NON-DISCLOSURE AGREEMENT
This Non-Disclosure Agreement (“Agreement” or “NDA”) is entered into by and between Ashland Auction Group, LLC and the Seller (collectively, the “Disclosing Parties”), and the undersigned (“Receiving Party”). This Agreement applies to the property located at [PROPERTY ADDRESS NOT SET] (“Property”).
The Receiving Party has requested access to certain non-public financial, operational, and business information relating to the Property for the sole purpose of evaluating a potential purchase of the Property (the “Permitted Purpose”). The Disclosing Parties agree to provide such information only in accordance with the terms of this NDA.
“Confidential Information” includes, without limitation, financial statements, revenue data, expense summaries, tax filings, occupancy history, ADR/RevPAR, booking data, licensing documents, operational procedures, vendor information, business reports, and any materials identified as confidential or provided in a non-public capacity.
Confidential Information does not include information that:
(a) becomes publicly available through no breach of this Agreement by the Receiving Party;
(b) is lawfully obtained from a third party not bound by confidentiality; or
(c) is independently developed without use of Confidential Information.
The Receiving Party agrees to maintain strict confidentiality of all Confidential Information; use the information solely for the Permitted Purpose; not disclose it to third parties except professional advisors bound by confidentiality; not copy or reproduce the information except as reasonably necessary for evaluation; take precautions to prevent unauthorized use; and promptly notify the Disclosing Parties of any unauthorized disclosure.
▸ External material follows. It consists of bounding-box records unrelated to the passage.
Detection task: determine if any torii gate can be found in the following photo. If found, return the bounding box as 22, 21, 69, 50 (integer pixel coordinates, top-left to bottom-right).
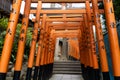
0, 0, 120, 80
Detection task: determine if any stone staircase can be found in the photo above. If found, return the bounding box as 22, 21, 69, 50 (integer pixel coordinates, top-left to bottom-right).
53, 61, 82, 74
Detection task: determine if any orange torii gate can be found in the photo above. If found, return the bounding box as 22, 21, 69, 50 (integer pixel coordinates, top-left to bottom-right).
0, 0, 120, 80
68, 39, 80, 60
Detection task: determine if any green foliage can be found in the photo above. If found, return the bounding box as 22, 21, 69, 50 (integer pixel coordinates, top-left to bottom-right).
0, 18, 32, 62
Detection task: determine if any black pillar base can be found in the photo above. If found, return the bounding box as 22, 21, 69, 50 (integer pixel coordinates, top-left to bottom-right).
0, 73, 6, 80
13, 71, 21, 80
87, 67, 95, 80
33, 66, 39, 80
114, 76, 120, 80
102, 72, 110, 80
94, 69, 100, 80
25, 68, 32, 80
38, 65, 44, 80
The Receiving Party is responsible for any breach by its agents, advisors, or affiliates.
The Receiving Party acknowledges that Confidential Information is provided on an “as-is” basis without representation or warranty as to accuracy or completeness. The Receiving Party agrees to conduct its own independent due diligence and not rely solely on the Confidential Information.
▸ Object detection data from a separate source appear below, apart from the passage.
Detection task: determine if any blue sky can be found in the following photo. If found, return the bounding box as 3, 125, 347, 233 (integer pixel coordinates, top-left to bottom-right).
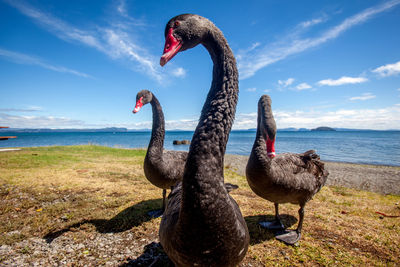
0, 0, 400, 129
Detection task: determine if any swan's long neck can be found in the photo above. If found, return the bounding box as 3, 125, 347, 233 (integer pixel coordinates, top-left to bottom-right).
147, 95, 165, 159
250, 106, 271, 163
181, 25, 238, 218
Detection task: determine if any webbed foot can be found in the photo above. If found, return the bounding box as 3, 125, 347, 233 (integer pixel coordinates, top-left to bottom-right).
275, 230, 301, 245
259, 220, 285, 231
147, 210, 164, 218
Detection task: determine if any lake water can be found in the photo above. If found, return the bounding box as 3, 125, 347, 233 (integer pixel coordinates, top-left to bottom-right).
0, 131, 400, 166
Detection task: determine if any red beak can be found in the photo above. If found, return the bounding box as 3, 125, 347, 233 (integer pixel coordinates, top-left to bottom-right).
160, 28, 182, 66
266, 137, 275, 159
132, 96, 143, 113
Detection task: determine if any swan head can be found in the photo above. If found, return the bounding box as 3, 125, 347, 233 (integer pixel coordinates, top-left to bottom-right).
132, 90, 153, 113
258, 95, 276, 158
160, 14, 213, 66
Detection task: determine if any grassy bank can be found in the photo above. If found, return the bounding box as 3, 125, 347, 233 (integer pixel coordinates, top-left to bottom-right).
0, 145, 400, 266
Nothing in this Agreement obligates the Disclosing Parties to enter into any transaction or to provide additional information. Access to Confidential Information may be revoked at any time.
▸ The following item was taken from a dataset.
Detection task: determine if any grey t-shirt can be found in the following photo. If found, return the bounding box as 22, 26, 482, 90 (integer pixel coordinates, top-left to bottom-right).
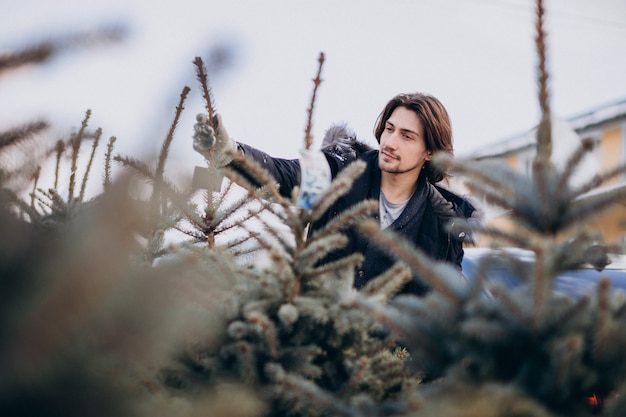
379, 190, 411, 229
The Receiving Party agrees to indemnify, defend, and hold harmless the Disclosing Parties from all losses, damages, liabilities, claims, costs, and expenses (including attorneys’ fees) arising out of or relating to:
- any breach of this Agreement;
- any misuse or unauthorized disclosure of Confidential Information;
- any disclosure or reliance by unauthorized third parties; and
- any violation of law connected to the use of Confidential Information.
Unauthorized disclosure may cause irreparable harm. The Disclosing Parties are entitled to injunctive relief and all legal or equitable remedies.
This Agreement remains in effect for two (2) years following execution. The confidentiality obligations survive indefinitely until the information becomes publicly available through no fault of the Receiving Party.
This Agreement may be executed electronically through online submission, checkbox confirmation, or typed signature. Electronic signatures are valid and binding under ESIGN, UETA, and applicable law.
This Agreement is governed by the laws of the State of Maryland.
By signing below, the Receiving Party certifies that they have read, understood, and voluntarily agree to all terms of this NDA.